Vermoed wordt dat dit nadeel wordt veroorzaakt door gedrag dat voortvloeit uit een psychische stoornis, in de vorm van een psychotische stoornis.
2.1.5.
De crisissituatie is zo ernstig dat de procedure voor een zorgmachtiging niet kan worden afgewacht.
2.2.
Verplichte zorg
2.2.1.
De rechtbank is van oordeel dat de volgende in de crisismaatregel genoemde verplichte zorg noodzakelijk is om het nadeel af te wenden, te weten:
 het toedienen van medicatie;
 het beperken van de bewegingsvrijheid;
 het onderzoek aan kleding of lichaam;
 het onderzoek van de woon- of verblijfsruimte op gedragsbeïnvloedende middelen, en
 het opnemen in een accommodatie.
2.2.2.
Betrokkene verzet zich tegen deze zorg.
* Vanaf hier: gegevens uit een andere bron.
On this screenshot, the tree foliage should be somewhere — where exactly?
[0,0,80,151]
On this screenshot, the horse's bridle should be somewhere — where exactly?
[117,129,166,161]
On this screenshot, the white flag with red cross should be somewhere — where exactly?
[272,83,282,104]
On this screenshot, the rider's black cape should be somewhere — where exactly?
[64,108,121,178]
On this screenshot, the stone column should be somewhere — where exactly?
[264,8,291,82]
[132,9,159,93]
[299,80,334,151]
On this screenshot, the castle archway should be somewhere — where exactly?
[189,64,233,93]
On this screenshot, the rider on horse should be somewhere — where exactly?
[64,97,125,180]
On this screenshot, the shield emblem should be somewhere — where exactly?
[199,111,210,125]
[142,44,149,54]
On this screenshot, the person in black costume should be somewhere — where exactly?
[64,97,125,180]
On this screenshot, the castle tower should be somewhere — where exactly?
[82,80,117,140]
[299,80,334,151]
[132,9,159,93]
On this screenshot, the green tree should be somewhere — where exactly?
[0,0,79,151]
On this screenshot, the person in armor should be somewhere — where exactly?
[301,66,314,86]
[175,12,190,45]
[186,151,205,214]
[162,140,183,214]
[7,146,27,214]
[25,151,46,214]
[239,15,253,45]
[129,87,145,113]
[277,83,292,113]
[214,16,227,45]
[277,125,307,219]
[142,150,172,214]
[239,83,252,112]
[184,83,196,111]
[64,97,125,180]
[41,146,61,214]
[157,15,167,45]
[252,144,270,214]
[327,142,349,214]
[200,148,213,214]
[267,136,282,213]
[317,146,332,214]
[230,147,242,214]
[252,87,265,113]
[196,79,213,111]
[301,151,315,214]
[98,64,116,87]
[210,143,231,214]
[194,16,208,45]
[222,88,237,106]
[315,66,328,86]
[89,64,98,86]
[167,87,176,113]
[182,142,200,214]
Er zijn geen minder bezwarende alternatieven die hetzelfde beoogde effect hebben.
2.2.3.
De voorgestelde verplichte zorg is evenredig en naar verwachting effectief. Uit de stukken blijkt dat rekening is gehouden met de voorwaarden die noodzakelijk zijn om deelname van betrokkene aan het maatschappelijk leven te bevorderen, alsmede met de veiligheid van betrokkene.
2.3.
Gelet op het voorgaande zal een machtiging tot voortzetting van de crisismaatregel worden verleend, welke machtiging een geldigheidsduur heeft van drie weken na heden.

3..Beslissing

De rechtbank:
3.1.
verleent een machtiging tot voortzetting van de crisismaatregel ten aanzien van [naam betrokkene] voornoemd;
3.2.
bepaalt dat bij wijze van verplichte zorg de maatregelen zoals opgenomen in rechtsoverweging 2.2.1. kunnen worden getroffen;
3.3.
bepaalt dat deze machtiging geldt tot en met 10 april 2020.
Deze beschikking is op 20 maart 2020 mondeling gegeven door mr. A.C. Hendriks, rechter, in tegenwoordigheid van J.D. Verburg, griffier, en op 30 maart 2020 schriftelijk uitgewerkt en getekend.
Tegen deze beschikking staat het rechtsmiddel van cassatie open.